また、中学校は義務教育だから、たとえ1日も学校へ行かなくても卒業できるのだが、学力を確保していれば高校からのやり直しも可能である。
やがて「自分の行動範囲内の子どもしか支援できない」と考えて、ネット(メール)を使った活動をはじめ、しかしメールの無機質さゆえかface to faceでないことによるモチベーション低下のせいか、どうもはかばかしくなく、今は学校の先生か誰かが地域でサポートしてくれないか・・・・というところに行き当たっておられるようだ。
そうなのである。自分のがんばりで活動してきた時、考えれば考えるほど、活動が広がるほど、誰かと連携しなければ先へ進めなくなってくるのである。
そこで自分の「できることを」と割り切って線を引くか、連携によってさらに広がりエネルギーを要する活動を続けていくか、決断しなければならない。
私の場合は何も考えずにどんどん広げてきたわけだが・・・・^^;

こういう活動をしている方をサポートできないだろうか。
「できる人が」いるのなら、そこまではできないけれど、手伝いはできる人がサポートできないものだろうか。
地域の「塾生」のところへ行って話を聞いたりしながら、メールが送られてくれば、たとえ教えられなくてもいいから一緒に考え、やる気を引き出す。
そうすることで、NPO活動も続いていくし、何より子どものためになる(もう私などは、こういった人をサポートできない社会は駄目だとさえ思ってしまうのである)。

そういったことの呼びかけができないだろうか。
そのきっかけとして、圧倒的な情報配信力を持つPTAが力を発揮できるのではないだろうか。何と言っても、県内のほぼすべての小中学生保護者に情報配信ができるのだ。
そういうところで力を発揮してこそPTAではないかと思う。廃品回収などの年中行事を黙々とこなすだけがPTAではないのだ。

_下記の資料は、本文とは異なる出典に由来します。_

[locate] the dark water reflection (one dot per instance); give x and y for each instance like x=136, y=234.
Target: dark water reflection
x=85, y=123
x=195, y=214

さて、20日にもうお一方お会いしたのは、NPO法人「あのの」である。(HP
事務局の野口さんに18日に電話して、急な話ながら20日にお会いする旨のご快諾をいただいた。
代表であり中心人物でいらっしゃるのは米沢豊穂先生(HP)であり、25年にわたりカウンセラーとして人間関係・親子関係の問題に取り組み、非行・不登校の改善実績も非常に豊富な方だ。
そのような方に、不登校問題に首を突っ込んでまだ1年に満たない私が、思いを語ったりしたのであるから、厚顔無恥もいいところであるが、先生はニコニコと聞いてくださり、お褒めの言葉と激励をいただいたりした。
さらに2日後にお礼のメールを差し上げたらすぐに返信くださり、25年前の自分を見るようだったと持ち上げてくださった。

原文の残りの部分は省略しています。